2/6(水)、Sから久しぶりに着信があった。出なかった。何の連絡かは大体検討がついた。去年の年末、Sの引越しやネットの光回線の手続きを手伝った。光の回線工事は年末ですぐに手配できず、2月中旬から。しかも、週末だと追加料金が加算される。私が平日にSのアパートへ行き工事の立会いをしてもかまわないと申し出た。(ばか!)

多分その立会いができるかどうか、再確認の電話だったのだろうと思う、予想通り翌日Lineでその旨の連絡がきた。

前回会ったのがその引越しの手伝い、その前はインドへ里帰りするSのお土産を買う手伝い。普段、連絡が来ることは滅多になく、1月中旬から2週間タイ出張へ行った時も当然のように何も連絡はなかった。ずるずると、(Sは友達関係だというが)、友達でもない、恋人でもない関係がもう10ヶ月ほど続いていた。最近は1ヶ月に一度会うか会わないか。

Sの身内で病気の人がいたり、前職で思うように行かず転職をしたり、この10花月の間Sには色々なことがあった。だから、今はSが忙しいだけ、とか、自分にしか打ち明けてくれなかった心の内を私にもシェアしてくれたじゃないか、とか、色々自分に言い聞かせてきた。

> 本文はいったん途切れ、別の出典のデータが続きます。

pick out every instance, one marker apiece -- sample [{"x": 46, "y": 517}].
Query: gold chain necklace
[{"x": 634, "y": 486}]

でも、いい加減自分も目を冷まさなければならない。とにかく約束は守らなければと、Sの自宅へいき、ネット回線の立会いをした。Sはその日、茨城へ日帰り出張だった。帰ってきたら食事をしようとか、そういう約束も何もなかった。私、本当にこの工事のために(いや、自ら申し出たのだけれど)駆り出されて終わりなのか。なんだかちょっと悲しかった。

洗面台には、私が前回置いていったクレンジングシートは消えていた。歯ブラシ入れの戸を開けると、私のものじゃないクレンジングオイルが入っていた。

本当に、いいかげん目を冷まさなければ。

Sのベッドに入って、Sの香りがついた布団に丸まってしばらく目を閉じた。その間に、「もしよければうちに泊まって」とか「この間行ったレストランでお詫びにご馳走するよ」とか、そういう連絡が来ないかなって、心のどこかで期待している自分がいた。そして、「今日は忙しいから無理なの」って断ってやろう!って思っていた。でも、1時間たっても連絡は来なかった。

「ポストに鍵を戻しておくね」とメッセージをして、Sのアパートにお別れを告げてアパートを去った。途中、「もう帰っちゃった?今日は帰りが遅くなるから、また直前のお誘いで申し訳ないけれど、明日か明後日にランチはどう?」と連絡がきた。

私は、「それは難しいと思う」と返事をして、その日は一日中自分の部屋で眠り続けた。今週は仕事も結構タフで疲れたなぁ。